Tag 6–10: Führen Sie eine gründliche Analyse und Optimierung der dokumentierten Prozesse durch. Stellen Sie sicher, dass die identifizierten Prozesse bereit sind, automatisiert zu werden, und beseitigen Sie alle bestehenden Effizienzprobleme.

Tag 11–15: Überprüfen und verbessern Sie die Datenqualität. Identifizieren Sie mögliche Datenquellen, die Korrekturen erfordern, und implementieren Sie ein System für regelmässige Datenüberprüfungen.

Tag 16–20: Führen Sie erste Tests mit den konfigurierten BPMN-Bots durch. Testen Sie die automatisierten Prozesse in einer kontrollierten Umgebung, um Schwachstellen und Fehlerquellen zu identifizieren.

Tag 21–25: Schulen Sie Ihre Mitarbeitenden umfassend und adressieren Sie deren Fragen und Bedenken. Sorgen Sie dafür, dass die Mitarbeitenden verstehen, wie die Technologie funktioniert und welche Vorteile sie bringt.

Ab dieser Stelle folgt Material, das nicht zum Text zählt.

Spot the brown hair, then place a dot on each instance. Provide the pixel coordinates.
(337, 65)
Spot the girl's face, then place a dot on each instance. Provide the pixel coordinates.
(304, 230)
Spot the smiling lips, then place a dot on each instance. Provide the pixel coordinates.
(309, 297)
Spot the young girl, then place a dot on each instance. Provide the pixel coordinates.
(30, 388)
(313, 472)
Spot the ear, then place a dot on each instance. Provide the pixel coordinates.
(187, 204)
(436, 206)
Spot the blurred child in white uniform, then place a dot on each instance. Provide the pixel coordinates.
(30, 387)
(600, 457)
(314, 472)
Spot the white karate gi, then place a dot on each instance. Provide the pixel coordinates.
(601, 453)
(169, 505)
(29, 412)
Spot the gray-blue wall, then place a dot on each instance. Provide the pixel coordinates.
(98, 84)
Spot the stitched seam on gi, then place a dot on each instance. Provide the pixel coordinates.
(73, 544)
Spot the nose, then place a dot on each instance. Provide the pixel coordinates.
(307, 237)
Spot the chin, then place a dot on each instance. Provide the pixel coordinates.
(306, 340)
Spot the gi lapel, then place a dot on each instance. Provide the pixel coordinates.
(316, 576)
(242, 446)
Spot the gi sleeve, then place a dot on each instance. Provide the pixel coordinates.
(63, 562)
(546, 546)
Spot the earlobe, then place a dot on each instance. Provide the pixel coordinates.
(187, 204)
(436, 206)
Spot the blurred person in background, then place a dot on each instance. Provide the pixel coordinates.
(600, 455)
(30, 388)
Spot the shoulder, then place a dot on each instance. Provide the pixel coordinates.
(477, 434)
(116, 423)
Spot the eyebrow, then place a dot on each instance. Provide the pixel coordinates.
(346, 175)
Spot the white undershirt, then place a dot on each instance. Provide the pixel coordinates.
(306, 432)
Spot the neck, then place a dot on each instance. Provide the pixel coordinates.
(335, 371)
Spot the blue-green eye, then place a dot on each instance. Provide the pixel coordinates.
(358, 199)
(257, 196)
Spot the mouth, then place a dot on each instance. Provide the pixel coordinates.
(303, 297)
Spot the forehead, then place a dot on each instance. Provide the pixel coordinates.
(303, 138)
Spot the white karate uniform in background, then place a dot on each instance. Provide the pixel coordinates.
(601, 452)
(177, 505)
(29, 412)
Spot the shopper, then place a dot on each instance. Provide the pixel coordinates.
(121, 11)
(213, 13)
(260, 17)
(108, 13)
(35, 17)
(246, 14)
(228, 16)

Tag 26–30: Basierend auf den Ergebnissen der Tests führen Sie die Anpassungen durch und setzen die Bots in den produktiven Einsatz. Beobachten Sie die Leistung der Bots weiterhin genau und seien Sie bereit, Anpassungen vorzunehmen, wenn unvorhergesehene Probleme auftreten.

Durch die Beachtung dieser Schritte können Unternehmen die Einführung von KI BPMN-Bots erfolgreich gestalten und somit die angestrebte Effizienz- und Qualitätsverbesserung in ihren Geschäftsprozessen erreichen.